Beda orang beda pengalaman. Tapi berikut ini adalah yang saya dapat dari membaca 4 buku Pram ini. Tenang saja, spoiler free kok.

Intro

Buku ini adalah roman sejarah yang mengambil setting di pergantian abad 19 ke 20.Walaupun fiksi, tapi buku ini mengambil beberapa event yang terjadi di awal pergerakan nasional seperti pembentukan Boedi Oetomo, Syarekat Dagang Islam, Indische Partij, dll. Dan juga kisah hidup beberapa pahlawan nasional yang populer seperti  Kartini, Tiga Serangkai, Cokroaminoto, Dr. Soetomo, dkk. Bahkan kalo mau lebih teliti banyak tokoh-tokoh tidak populer yang tampil disini, seperti ayahnya M.H. Thamrin, yaitu Thabri Thamrin ataupun pendiri Kebun Binatang Surabaya, seorang jurnalis H.F.K. Kommer. Bahkan terdapat kejadian-kejadian kecil remeh yang cukup menarik diceritakan seperti hebohnya masyarakat di awal-awal munculnya sepeda pancal dan mobil.
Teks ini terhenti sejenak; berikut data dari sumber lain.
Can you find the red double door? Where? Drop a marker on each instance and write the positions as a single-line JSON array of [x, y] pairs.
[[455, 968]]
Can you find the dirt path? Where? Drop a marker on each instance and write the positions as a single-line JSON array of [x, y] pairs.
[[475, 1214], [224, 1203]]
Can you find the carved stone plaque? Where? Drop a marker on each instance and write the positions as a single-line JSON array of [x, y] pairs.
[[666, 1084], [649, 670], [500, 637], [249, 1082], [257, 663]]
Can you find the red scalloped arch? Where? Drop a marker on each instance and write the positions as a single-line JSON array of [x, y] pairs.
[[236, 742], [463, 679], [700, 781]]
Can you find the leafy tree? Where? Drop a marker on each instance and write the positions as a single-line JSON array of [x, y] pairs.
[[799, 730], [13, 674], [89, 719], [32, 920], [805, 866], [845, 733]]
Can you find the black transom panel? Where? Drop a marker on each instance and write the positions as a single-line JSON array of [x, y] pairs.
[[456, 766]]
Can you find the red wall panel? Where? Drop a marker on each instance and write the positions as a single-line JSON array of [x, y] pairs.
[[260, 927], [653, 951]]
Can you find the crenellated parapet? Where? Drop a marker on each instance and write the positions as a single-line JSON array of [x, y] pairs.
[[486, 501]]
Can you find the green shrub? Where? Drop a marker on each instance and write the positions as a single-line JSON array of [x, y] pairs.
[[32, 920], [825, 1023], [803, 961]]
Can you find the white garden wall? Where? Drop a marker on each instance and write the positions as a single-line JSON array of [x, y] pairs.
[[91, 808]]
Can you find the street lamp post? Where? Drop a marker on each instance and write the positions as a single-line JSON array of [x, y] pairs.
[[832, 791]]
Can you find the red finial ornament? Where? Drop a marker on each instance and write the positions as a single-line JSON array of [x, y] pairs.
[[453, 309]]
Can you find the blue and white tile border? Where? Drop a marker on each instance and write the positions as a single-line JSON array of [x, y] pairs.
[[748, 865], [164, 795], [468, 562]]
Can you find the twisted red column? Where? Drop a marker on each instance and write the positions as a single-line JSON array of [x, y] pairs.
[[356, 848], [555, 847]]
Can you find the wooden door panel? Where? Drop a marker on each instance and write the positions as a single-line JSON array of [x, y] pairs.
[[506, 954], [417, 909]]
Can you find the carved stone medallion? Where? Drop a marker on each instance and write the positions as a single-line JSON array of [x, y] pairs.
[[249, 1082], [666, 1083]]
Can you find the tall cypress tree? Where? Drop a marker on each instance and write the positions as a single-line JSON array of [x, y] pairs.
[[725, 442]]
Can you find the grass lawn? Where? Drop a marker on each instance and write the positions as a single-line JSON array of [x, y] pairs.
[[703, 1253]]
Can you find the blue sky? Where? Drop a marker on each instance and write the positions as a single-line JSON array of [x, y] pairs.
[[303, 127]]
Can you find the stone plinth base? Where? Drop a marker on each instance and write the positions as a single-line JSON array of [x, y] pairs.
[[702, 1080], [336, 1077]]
Walaupun banyak kejadian-kejadian sejarah tertulis di buku ini, menurut saya tidak semuanya bisa dijadikan acuan sejarah, karena ada beberapa hal yang menurut saya lebih sebuah opini penulis dibanding fakta sejarah. Tapi menurut saya hal ini adalah wajar, karena apapun juga ini adalah karya fiksi yang perlu beberapa ada tambahan konflik & bumbu-bumbu dramatisasi.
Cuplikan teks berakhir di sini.